Router:Netgate pfSense 1100
Client devices:- 2021 Macbook Pro 14" (ax)
- 2x 2021 iPhone13 (ax)
- 2015 MacBook Pro 13" (ac)
- 2014 MacMini (ac)
- 2011 Sony Smart TV (2.4 n)
- Apple TV 4k first gen (ac)
- Canon business class Laser printer (2.4 n)
- Google home minis & hubs (2.4 n)
- 2x iEast audio streamers (2.4 n)
Reports were that while streaming video, the users would experience buffers and drop-outs, and at points the user reported large gaps of zero connectivity (dropped pings) to the gateway & WAN. To address this, I concurrently streamed YouTube Music on two devices, Netflix on the Sony TV and a MacBook, Disney+ on the Apple TV, streamed high quality Spotify to the streamers and submitted multiple random requests to Google Home devices (lights, queries, etc).
I sent print jobs to Canon printer, waited for it to go into sleep mode, tried again. While all that was happening, I surfed the web on the MacMini and MacBook Pro. I also had an old iPhone 6 (ac) on a second SSID that my son was using to stream Youtube at the same time.
While the above was rolling along, I had ping tests running to google and/or cloudfare.
- We experienced no stuttering, lagging or performance issues on any of the devices streaming audio or video.
- The Canon printer worked as intended (it actually woke up from deep sleep wirelessly, which never seemed to work with our UniFi system).
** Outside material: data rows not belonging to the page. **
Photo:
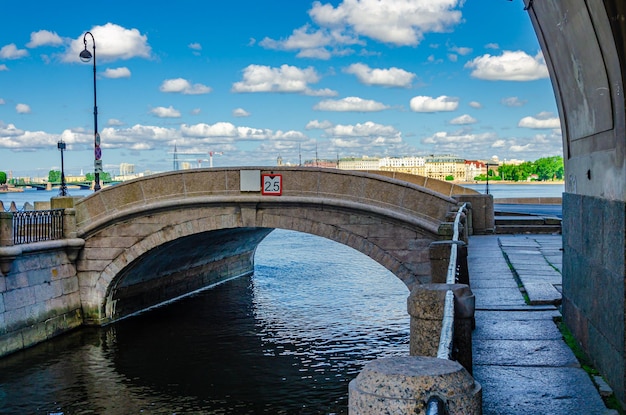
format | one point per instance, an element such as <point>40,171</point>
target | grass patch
<point>610,402</point>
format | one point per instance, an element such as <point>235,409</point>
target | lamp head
<point>85,55</point>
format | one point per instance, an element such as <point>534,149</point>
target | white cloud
<point>286,78</point>
<point>401,23</point>
<point>510,66</point>
<point>183,86</point>
<point>168,112</point>
<point>430,104</point>
<point>461,50</point>
<point>121,72</point>
<point>541,121</point>
<point>22,109</point>
<point>394,77</point>
<point>350,104</point>
<point>138,137</point>
<point>463,120</point>
<point>318,125</point>
<point>112,42</point>
<point>512,102</point>
<point>11,51</point>
<point>368,136</point>
<point>240,112</point>
<point>113,122</point>
<point>225,131</point>
<point>44,38</point>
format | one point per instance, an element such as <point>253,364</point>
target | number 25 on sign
<point>272,184</point>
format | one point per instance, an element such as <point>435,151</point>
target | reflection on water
<point>285,341</point>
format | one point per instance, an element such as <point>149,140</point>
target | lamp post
<point>63,190</point>
<point>86,56</point>
<point>487,190</point>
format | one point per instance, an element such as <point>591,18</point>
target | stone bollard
<point>404,384</point>
<point>483,219</point>
<point>439,252</point>
<point>426,308</point>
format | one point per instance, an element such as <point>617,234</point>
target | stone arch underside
<point>129,229</point>
<point>155,257</point>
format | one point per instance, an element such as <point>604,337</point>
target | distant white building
<point>364,163</point>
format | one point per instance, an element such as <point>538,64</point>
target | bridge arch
<point>142,226</point>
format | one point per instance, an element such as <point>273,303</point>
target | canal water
<point>286,340</point>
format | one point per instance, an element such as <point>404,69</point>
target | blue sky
<point>258,79</point>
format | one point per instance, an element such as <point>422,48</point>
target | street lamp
<point>487,190</point>
<point>63,191</point>
<point>85,56</point>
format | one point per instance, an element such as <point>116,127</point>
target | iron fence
<point>37,225</point>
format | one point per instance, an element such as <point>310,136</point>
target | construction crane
<point>176,153</point>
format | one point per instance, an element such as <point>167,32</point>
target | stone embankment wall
<point>39,297</point>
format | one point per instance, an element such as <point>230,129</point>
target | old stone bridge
<point>147,241</point>
<point>157,238</point>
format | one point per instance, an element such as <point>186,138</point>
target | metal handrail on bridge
<point>435,405</point>
<point>37,225</point>
<point>447,329</point>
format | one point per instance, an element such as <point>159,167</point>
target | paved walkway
<point>520,358</point>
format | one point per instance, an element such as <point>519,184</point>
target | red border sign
<point>272,184</point>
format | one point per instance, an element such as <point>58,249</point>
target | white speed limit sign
<point>272,184</point>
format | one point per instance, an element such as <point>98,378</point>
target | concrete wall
<point>583,42</point>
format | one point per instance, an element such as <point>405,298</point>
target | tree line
<point>543,169</point>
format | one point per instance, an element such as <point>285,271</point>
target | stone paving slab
<point>544,352</point>
<point>538,390</point>
<point>493,283</point>
<point>488,327</point>
<point>520,358</point>
<point>526,314</point>
<point>486,297</point>
<point>542,293</point>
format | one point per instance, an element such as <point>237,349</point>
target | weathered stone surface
<point>403,385</point>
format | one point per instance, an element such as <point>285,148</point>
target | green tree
<point>549,168</point>
<point>54,176</point>
<point>104,177</point>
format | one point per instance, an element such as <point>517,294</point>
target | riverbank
<point>5,188</point>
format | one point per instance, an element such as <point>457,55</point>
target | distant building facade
<point>440,167</point>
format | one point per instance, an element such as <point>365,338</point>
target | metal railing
<point>447,329</point>
<point>435,405</point>
<point>37,225</point>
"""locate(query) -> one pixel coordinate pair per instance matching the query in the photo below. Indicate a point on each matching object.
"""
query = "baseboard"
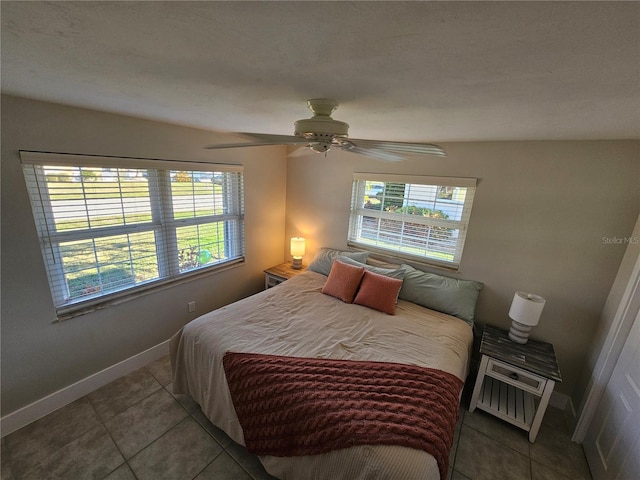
(563, 402)
(30, 413)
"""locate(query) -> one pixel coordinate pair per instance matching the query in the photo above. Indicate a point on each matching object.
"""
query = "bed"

- After hours of tests the worst ping test was a .02% error rate on the '15 MacBook Pro, 0.1% ER on the Mini, and 0% ER on the '21 MacBook Pro. I see no issue with these numbers on a wireless setup.
I'm unsure what else I could do to simulate performance testing, but if someone has a suggestion, I'm game. I'm thinking the issues reported by users are either faulty equipment or unique LAN settings / corner cases that have triggered performance issues.